Free discovery is simply not crucial for making tons of money (consider: the Facebook+Instagram juggernaut; let’s call it FB+I).

And broad image discoverability just isn’t relevant for most users, who really just want to share images with their friends. The numbers are staggering. In late June, Instagram announced it had reached 500 million users. And 300 million people use it every day, uploading some 95 million photos and videos every 24 hours.

By comparison, Twitter has about 300 million users who post about 300 million tweets a day (down from 660 million a couple years ago). That’s a hell of a lot of people.

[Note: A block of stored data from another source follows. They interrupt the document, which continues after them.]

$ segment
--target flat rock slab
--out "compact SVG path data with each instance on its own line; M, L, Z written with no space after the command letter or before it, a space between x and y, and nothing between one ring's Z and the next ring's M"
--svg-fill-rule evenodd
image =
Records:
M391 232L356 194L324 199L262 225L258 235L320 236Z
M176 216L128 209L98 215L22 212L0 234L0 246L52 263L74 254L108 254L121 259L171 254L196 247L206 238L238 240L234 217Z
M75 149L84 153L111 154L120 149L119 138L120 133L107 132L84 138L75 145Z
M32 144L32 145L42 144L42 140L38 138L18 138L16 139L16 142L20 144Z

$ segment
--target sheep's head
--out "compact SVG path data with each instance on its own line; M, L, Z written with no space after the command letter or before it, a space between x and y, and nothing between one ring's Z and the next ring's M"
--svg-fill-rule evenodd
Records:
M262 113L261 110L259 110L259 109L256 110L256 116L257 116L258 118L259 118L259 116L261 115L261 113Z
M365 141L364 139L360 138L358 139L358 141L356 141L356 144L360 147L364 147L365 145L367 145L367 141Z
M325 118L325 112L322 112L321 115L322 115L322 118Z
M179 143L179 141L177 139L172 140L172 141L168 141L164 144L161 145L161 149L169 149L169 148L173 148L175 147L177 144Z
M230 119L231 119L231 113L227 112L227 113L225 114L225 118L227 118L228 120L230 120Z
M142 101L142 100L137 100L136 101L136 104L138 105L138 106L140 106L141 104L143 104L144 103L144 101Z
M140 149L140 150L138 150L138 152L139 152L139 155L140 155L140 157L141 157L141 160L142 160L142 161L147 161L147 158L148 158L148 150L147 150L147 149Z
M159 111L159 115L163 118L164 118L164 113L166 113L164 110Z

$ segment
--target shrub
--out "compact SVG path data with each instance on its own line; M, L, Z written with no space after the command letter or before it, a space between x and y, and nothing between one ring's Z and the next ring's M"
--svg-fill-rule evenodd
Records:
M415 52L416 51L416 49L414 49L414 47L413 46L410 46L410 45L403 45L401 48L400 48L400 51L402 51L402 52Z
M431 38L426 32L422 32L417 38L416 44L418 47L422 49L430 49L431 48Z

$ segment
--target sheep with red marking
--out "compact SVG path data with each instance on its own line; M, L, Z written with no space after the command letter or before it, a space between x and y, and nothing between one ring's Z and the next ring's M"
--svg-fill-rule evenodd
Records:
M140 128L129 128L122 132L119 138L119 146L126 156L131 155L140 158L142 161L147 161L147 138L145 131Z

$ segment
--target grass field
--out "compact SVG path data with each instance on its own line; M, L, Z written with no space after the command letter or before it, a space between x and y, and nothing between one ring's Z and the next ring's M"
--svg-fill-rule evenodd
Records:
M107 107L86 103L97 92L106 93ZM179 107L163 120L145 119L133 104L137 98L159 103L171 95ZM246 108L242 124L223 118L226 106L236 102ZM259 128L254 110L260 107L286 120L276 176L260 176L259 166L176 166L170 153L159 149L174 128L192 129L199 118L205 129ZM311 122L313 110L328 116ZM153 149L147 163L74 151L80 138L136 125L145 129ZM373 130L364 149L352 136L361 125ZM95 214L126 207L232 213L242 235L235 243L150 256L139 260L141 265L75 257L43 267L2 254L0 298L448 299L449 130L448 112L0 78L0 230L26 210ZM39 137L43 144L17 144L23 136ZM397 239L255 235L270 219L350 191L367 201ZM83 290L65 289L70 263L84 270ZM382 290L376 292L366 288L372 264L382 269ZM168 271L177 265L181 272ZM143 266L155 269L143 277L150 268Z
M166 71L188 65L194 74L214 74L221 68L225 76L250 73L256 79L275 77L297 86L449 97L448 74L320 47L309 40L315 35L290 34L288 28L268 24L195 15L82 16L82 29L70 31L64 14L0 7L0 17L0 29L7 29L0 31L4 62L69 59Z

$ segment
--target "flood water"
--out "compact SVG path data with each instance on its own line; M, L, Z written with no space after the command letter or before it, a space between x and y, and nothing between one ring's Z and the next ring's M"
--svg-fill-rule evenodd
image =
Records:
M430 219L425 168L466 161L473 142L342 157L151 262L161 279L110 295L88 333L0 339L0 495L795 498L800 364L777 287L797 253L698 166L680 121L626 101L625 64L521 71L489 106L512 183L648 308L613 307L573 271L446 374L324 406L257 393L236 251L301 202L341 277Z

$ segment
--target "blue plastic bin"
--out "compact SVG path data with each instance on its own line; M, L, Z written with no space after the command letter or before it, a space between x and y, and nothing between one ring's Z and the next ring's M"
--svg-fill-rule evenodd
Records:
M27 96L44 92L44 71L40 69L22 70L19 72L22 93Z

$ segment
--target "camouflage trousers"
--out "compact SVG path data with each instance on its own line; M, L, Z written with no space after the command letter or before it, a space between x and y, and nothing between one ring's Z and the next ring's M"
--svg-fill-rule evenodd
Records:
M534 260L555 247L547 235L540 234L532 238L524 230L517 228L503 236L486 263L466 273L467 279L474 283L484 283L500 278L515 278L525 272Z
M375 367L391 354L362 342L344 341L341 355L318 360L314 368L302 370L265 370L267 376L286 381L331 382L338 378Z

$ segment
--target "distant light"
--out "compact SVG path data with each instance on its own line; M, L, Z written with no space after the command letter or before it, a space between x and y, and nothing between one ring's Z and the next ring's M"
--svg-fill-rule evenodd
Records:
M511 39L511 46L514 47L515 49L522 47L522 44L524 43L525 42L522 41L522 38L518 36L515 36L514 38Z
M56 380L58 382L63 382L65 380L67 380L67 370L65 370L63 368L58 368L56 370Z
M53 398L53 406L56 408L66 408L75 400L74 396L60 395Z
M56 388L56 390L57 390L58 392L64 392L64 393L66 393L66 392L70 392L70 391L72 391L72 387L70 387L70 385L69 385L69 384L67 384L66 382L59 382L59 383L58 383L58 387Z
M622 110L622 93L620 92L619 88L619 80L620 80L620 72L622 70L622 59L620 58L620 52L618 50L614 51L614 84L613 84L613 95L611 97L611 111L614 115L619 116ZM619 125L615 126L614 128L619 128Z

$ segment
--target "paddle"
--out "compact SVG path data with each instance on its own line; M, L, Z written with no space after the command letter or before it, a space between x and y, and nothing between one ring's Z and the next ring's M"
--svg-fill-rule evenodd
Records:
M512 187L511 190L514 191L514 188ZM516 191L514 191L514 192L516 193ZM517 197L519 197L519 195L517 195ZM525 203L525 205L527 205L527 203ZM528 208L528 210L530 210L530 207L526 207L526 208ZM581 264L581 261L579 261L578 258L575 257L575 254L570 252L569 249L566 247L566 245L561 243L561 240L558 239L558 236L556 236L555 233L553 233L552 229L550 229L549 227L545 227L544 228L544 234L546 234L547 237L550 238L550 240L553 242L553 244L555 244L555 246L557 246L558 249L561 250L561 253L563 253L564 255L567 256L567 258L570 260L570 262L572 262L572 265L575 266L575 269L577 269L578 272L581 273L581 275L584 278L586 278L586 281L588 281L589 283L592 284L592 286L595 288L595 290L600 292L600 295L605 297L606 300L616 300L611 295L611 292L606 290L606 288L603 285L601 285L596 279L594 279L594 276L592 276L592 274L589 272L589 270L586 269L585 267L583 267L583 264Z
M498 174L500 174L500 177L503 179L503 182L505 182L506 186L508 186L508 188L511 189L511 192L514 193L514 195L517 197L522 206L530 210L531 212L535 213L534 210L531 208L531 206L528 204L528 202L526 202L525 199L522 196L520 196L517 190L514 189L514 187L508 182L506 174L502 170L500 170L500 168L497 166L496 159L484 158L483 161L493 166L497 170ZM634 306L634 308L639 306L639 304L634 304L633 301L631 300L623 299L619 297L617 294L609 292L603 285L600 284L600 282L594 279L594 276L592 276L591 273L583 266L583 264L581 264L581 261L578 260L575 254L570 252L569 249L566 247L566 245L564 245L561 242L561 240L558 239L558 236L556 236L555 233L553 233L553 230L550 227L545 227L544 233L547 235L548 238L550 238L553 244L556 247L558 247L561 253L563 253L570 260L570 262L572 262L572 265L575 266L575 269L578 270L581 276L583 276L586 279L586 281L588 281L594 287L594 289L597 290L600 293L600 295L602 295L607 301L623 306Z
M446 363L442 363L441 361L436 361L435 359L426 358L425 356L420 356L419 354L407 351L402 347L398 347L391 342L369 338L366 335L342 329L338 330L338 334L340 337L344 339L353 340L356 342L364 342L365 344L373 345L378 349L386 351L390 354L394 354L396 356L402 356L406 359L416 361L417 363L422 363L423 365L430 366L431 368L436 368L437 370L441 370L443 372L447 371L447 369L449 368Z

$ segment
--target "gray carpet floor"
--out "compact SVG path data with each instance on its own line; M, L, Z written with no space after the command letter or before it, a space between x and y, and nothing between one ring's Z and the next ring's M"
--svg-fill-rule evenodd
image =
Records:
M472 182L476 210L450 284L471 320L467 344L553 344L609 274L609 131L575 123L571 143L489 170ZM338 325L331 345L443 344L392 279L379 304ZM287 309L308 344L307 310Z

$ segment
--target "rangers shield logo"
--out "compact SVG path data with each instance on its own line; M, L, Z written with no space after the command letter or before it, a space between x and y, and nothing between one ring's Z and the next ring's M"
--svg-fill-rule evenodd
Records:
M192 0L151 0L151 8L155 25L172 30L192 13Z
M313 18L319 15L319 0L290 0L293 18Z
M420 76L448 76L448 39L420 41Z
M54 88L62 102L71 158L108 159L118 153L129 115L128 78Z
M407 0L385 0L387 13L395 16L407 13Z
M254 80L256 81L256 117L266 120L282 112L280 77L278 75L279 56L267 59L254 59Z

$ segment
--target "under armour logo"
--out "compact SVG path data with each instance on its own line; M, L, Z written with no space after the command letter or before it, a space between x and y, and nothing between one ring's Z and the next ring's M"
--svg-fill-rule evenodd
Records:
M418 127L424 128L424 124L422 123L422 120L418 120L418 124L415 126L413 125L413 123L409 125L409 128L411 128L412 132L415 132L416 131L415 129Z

But the 200 million person gap between Twitter and Instagram (to say nothing of Facebook) fuels periodic doomsday talk in tech media that Twitter is going downhill (here’s a recent example).

Perhaps back when Flickr ruled, which is also roughly when social media was being invented, only early adopters and photo fanatics were willing to use it anyway. Maybe most regular people never publicly shared photos, so we never really knew if the mass of users would adopt an open-by-default image platform.

Truth be told, I myself was never a model Flickr contributor. For a decade, I edited a local nature magazine (Bay Nature), and I was constantly trolling Flickr looking for images to publish (and pay for, if only the small fees nonprofit magazines can afford).

Through Flickr, I met people like Damon Tighe, Ken-ichi Ueda, and Jerry Ting. Not because they were friends of friends or liked the same bands but because they had taken photos of things I was interested in and Flickr made those photos discoverable to me.

It still does, and it still gives its members the best control over how their work can be shared and viewed, with multiple license options and control over downloads.